Quality standards are to be applied to organisations and individuals that offer security penetration testing services, to improve business confidence.

From 1 April, the Council for Registered Ethical Security Testers (Crest) will accredit ethical hackers who perform tests on company networks to see if they are vulnerable to security breaches.

Paul Vlissidis, a member of the Crest operational management committee, says standards are essential for an industry that requires such a high degree of trust.

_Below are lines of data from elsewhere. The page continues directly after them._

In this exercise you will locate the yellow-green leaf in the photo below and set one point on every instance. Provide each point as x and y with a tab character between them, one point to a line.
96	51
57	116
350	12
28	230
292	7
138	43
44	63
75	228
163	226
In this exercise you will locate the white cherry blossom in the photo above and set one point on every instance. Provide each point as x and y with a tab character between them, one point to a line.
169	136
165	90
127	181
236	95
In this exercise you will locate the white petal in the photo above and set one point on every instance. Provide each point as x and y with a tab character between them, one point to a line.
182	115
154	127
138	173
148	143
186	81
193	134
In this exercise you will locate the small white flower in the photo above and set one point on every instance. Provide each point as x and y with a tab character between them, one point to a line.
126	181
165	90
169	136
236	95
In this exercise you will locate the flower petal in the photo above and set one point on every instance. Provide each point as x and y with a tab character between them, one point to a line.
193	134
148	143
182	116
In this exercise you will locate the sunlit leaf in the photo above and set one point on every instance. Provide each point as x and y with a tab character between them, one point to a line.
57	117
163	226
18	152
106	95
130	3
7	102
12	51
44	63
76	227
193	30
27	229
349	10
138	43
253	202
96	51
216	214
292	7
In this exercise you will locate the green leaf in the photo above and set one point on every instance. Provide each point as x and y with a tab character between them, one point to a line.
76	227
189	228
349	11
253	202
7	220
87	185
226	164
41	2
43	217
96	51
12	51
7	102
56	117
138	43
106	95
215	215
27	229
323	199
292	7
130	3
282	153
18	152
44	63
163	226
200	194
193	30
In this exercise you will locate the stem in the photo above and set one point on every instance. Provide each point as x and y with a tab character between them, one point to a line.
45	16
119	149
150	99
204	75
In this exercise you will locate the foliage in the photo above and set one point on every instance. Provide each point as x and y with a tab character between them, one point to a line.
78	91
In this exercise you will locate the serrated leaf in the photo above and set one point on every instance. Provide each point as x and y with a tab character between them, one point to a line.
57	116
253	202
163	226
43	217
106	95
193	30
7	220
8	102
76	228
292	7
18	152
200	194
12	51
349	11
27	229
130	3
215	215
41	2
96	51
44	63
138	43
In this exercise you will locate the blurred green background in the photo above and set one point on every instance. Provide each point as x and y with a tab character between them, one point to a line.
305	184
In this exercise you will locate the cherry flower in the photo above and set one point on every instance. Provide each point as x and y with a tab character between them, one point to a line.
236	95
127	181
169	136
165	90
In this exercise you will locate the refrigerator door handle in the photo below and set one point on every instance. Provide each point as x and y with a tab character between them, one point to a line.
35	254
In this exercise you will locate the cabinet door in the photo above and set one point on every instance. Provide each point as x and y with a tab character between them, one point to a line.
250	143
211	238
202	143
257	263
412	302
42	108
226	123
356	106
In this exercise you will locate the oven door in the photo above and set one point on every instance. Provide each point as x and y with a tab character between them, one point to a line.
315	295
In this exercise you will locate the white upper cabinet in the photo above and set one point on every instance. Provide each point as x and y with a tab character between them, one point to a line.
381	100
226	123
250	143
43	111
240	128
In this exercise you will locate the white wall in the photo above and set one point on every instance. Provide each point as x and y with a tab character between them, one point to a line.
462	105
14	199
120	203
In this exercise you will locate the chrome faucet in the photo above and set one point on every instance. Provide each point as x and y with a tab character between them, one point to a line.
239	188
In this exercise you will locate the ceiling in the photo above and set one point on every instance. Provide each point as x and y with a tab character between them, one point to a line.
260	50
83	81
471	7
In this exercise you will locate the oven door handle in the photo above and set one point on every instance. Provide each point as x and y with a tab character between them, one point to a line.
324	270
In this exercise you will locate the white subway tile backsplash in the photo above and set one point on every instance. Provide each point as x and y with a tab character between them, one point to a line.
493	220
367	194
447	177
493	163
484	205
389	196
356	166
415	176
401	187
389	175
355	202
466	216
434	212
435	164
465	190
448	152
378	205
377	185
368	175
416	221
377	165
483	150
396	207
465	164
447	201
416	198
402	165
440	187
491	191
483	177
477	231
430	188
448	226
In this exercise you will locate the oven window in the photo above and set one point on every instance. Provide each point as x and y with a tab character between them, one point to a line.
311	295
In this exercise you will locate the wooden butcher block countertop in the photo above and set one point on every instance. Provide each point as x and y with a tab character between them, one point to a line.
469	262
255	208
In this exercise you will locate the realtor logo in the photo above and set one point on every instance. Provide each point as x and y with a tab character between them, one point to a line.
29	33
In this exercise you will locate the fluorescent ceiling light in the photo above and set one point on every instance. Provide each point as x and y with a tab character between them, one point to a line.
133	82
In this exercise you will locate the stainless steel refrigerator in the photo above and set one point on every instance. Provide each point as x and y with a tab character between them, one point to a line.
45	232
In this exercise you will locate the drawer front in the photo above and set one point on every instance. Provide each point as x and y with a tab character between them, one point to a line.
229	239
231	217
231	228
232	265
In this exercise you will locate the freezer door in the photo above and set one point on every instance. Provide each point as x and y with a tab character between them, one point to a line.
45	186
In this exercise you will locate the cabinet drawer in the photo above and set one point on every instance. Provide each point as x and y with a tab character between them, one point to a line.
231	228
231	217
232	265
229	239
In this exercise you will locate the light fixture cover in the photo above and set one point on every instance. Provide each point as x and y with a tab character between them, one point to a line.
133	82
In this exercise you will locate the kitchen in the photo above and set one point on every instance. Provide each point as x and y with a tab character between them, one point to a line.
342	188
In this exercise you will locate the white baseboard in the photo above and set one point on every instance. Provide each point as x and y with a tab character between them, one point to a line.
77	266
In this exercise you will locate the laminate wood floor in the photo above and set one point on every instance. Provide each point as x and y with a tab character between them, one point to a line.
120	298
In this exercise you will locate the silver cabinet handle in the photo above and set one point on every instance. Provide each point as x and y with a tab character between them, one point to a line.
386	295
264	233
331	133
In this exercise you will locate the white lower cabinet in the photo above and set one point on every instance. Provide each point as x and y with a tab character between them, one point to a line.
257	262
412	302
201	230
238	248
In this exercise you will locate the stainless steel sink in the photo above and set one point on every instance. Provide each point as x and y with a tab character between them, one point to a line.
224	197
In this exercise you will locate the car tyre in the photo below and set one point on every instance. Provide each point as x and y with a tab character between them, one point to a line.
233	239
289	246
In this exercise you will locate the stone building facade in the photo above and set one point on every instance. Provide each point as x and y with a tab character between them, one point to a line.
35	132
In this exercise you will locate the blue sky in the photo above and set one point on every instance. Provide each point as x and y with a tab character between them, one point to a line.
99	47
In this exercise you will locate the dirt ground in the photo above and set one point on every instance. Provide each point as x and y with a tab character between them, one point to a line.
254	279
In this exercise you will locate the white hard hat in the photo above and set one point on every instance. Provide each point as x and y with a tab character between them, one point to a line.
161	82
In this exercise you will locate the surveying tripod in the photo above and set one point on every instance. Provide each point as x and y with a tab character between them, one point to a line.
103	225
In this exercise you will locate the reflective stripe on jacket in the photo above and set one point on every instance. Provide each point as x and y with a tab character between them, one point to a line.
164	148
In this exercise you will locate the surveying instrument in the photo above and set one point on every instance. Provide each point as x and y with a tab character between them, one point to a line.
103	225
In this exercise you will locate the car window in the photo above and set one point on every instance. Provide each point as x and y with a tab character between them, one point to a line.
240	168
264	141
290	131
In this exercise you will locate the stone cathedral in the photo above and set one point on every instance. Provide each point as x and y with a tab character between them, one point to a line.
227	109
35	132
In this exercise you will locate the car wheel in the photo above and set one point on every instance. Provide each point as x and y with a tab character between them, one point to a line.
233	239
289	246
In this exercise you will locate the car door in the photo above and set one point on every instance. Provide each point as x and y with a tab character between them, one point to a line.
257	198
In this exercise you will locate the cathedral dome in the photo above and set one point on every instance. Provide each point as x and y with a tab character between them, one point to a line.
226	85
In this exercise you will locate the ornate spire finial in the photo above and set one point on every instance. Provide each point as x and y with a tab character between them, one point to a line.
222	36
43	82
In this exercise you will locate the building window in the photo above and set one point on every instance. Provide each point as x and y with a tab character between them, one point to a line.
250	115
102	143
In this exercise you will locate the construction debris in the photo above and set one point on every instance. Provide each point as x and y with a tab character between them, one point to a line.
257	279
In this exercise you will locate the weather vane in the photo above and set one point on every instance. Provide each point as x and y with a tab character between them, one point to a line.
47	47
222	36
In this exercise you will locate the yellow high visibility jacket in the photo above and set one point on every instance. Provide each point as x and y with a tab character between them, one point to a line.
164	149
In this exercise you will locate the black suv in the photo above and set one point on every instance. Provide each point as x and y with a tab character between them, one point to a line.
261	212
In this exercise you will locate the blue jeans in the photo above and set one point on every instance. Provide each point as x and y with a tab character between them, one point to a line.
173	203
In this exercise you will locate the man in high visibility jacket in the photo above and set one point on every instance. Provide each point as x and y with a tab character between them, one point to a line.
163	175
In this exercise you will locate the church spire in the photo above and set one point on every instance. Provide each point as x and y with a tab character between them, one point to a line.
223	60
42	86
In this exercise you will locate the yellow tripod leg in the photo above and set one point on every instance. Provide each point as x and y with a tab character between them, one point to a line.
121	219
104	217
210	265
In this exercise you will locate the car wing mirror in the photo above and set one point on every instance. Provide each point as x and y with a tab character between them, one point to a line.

‘This industry sector has no kitemark,’ he said. ‘Our customers need a bar to allow them to see who comes above it and who comes below it.’

Crest will assess firms and individuals using written and practical exams. Successful accreditations will last for three years before they need to be renewed.

‘Technology and the threat environment are evolving constantly, and our processes need to evolve with them,’ said Paul Docherty, operational management committee member at Crest.

Crest expects that the international nature of its corporate customers will result in the standard becoming internationally recognised within about a year.

Ollie Ross, head of research at The Corporate IT Forum, warns Crest should learn from the mistakes of other standards.

‘An initiative to provide an approved level of quality assurance should be encouraged,’ she said.

‘But the difficulty many users experienced with the recent launch of the Payments Cards Industry (PCI) data security standard demonstrates the need for increased user consultation.’